The workshop will be available for either in-person or online participation via Zoom. For those attending in-person, the workshop will be held in 280 Plant Sciences Hall on the university’s East Campus.

Centered around designing and managing a hybrid breeding program, the workshop will focus on the decisions that must be made when managing a breeding pipeline that results in the release or commercialization of a hybrid cultivar. Strategies for managing an effective and efficient hybrid breeding program under the restrictions of resource limitations will be the focus but will always consider the underlying genetic principles. The workshop will reflect a strong influence of applied hybrid breeding from an industry perspective.

“While essential concepts and terminology of hybrid breeding will be presented, the workshop will not be a series of formal presentations, but rather will focus on active learning with a high level of instructor and participant interaction,” Johnson said.

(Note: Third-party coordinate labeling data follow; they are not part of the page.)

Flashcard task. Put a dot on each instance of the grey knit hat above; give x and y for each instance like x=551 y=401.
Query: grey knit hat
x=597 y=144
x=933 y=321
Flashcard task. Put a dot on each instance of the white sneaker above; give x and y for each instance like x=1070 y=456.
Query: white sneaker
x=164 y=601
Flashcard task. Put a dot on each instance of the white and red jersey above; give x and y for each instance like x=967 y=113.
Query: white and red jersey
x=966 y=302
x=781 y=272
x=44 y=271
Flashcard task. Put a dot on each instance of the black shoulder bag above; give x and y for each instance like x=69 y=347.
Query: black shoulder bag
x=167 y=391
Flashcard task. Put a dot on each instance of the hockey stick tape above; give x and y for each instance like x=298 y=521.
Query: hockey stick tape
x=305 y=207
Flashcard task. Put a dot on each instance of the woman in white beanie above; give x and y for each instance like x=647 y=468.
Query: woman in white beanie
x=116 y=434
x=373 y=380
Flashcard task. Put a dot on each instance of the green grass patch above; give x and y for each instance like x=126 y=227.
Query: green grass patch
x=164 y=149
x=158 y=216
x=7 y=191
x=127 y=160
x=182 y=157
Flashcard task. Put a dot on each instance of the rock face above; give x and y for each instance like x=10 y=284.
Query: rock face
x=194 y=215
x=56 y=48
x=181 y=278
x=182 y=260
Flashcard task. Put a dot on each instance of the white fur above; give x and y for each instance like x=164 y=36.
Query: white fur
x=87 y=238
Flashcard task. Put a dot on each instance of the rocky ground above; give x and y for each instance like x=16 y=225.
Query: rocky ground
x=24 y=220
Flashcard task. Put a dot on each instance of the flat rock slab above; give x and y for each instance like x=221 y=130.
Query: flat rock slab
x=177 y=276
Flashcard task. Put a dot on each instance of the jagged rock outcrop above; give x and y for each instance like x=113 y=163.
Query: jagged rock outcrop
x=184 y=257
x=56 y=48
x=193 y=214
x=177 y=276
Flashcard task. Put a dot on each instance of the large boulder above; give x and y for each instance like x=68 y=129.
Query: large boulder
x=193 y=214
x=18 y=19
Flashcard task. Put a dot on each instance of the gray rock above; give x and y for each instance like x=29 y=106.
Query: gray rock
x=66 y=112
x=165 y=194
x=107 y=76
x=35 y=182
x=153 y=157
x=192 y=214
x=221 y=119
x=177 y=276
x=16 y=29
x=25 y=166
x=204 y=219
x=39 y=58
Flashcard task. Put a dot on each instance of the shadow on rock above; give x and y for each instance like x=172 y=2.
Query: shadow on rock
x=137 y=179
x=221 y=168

As cornerstone to the learning process, participants will use background information and templates provided by the instructors to develop their own examples of a hybrid breeding pipeline, beginning with parental line development and evaluation, through hybrid development and evaluation, and ending with an explicit strategy for identifying hybrids deemed worthy of release or commercialization.

Johnson retired from DuPont/Pioneer as a plant breeder in 2016 having worked with adapting many of the hybrid breeding processes, tools and methodologies used in hybrid corn product development to breeding and commercialization of hybrid spring and winter wheat. He spent 10 years as a faculty member in Nebraska’s Department of Agronomy and Horticulture before moving to private industry at Monsanto and Dupont/Pioneer.